I am planning to use the daily output in a Tableau viz. The below code - which does work - heavily uses date comparisons and slicing - is very, very, very slow. Are there particular functions I am using that have faster alternatives? Both the for loop and the functions are slow..

from pandas import Timestamp, Series, date_range

#creates empty df for input with correct column order 
long = pd.DataFrame(columns={'bene_id', 'day','date'})
cols_to_order = ['bene_id', 'day','date']
new_columns = cols_to_order + (long.columns.drop(cols_to_order).tolist())
long = long[new_columns]

#gets only necessary columns for processing from main data set   
sample=s[['bene_id','event_type','event_thru_date','look_forward_90_date','service_epi_from_date','service_epi_thru_date']]

#creates the long daily table with count 1 to 90, and daily date freq 
for e in sample.bene_id.drop_duplicates():
    temp=sample[sample['bene_id']==e]
    start =Timestamp(temp[temp['event_type'] =='trigger'][['event_thru_date']].iloc[0][0])
    stop= temp[temp['event_type'] =='trigger'][['look_forward_90_date']]+pd.DateOffset(1)
    stop=Timestamp(stop.iloc[0][0])
    for i,j in zip(range(1,91), Series(date_range(start,stop))):
        long = long.append(pd.Series([e,i,j],index=cols_to_order), ignore_index=True)

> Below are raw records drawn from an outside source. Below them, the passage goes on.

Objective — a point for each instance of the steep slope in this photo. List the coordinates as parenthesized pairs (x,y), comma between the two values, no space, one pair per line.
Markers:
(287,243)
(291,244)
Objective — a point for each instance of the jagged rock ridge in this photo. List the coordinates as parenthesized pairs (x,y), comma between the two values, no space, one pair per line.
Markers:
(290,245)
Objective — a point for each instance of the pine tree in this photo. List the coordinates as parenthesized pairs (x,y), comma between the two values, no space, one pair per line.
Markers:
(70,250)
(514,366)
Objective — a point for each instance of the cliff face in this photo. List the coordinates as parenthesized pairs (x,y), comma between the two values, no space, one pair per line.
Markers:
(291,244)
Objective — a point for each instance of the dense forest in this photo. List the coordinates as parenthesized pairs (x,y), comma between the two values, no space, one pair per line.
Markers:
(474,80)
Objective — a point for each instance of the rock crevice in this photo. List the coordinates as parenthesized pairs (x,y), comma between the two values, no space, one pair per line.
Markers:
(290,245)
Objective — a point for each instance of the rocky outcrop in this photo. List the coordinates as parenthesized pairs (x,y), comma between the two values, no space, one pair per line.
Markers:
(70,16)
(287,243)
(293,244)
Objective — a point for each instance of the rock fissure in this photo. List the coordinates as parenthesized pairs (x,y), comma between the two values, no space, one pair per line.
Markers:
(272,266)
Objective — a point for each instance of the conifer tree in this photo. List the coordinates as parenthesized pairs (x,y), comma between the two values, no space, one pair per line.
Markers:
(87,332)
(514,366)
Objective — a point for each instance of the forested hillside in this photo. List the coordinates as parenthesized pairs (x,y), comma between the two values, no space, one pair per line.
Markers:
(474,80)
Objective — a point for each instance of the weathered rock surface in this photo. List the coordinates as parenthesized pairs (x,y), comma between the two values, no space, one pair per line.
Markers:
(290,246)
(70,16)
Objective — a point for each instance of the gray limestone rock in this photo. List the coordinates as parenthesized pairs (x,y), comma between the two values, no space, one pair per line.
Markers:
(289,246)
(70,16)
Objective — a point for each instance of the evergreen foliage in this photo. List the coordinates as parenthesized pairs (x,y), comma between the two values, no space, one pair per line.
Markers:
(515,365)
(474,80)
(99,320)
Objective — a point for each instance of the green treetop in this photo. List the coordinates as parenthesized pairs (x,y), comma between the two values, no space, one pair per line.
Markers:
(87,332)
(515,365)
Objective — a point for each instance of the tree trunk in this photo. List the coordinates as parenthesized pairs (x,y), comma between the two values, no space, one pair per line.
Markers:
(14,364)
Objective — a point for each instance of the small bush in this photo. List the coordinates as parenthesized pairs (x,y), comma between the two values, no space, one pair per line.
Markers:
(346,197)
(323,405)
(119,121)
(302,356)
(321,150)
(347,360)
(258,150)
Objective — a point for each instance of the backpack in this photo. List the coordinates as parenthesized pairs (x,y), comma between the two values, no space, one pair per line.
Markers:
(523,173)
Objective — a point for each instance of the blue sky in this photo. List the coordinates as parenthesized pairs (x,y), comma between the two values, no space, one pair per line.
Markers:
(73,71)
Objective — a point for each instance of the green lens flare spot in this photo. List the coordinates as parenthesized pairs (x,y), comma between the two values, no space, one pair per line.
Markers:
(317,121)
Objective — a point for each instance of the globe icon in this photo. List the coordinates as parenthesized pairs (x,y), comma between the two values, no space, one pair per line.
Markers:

#create functions to add events to daily df created above "long"; count first day of event span but not last date.
def checkdate(row,event):
    temp=sample[(sample['bene_id']==row['bene_id'])&(sample['event_type']==event)]
    temp['flag']= np.where((temp['service_epi_from_date']<=row['date']) &(temp['service_epi_thru_date']>row['date']),1,0)
    daily_status =temp['flag'].sum()
    return daily_status

def checkdeath(row,event):
    temp=sample[(sample['bene_id']==row['bene_id'])&(sample['event_type']==event)]
    temp['flag']= np.where(temp['service_epi_from_date']<=row['date'],1,0)
    daily_status =temp['flag'].sum()
    return daily_status

#apply functions referencing events in original sample df 
long['death']=long.apply(checkdeath, axis=1, args=('death',))
long['hha']=long.apply(checkdate, axis=1, args=('hha',))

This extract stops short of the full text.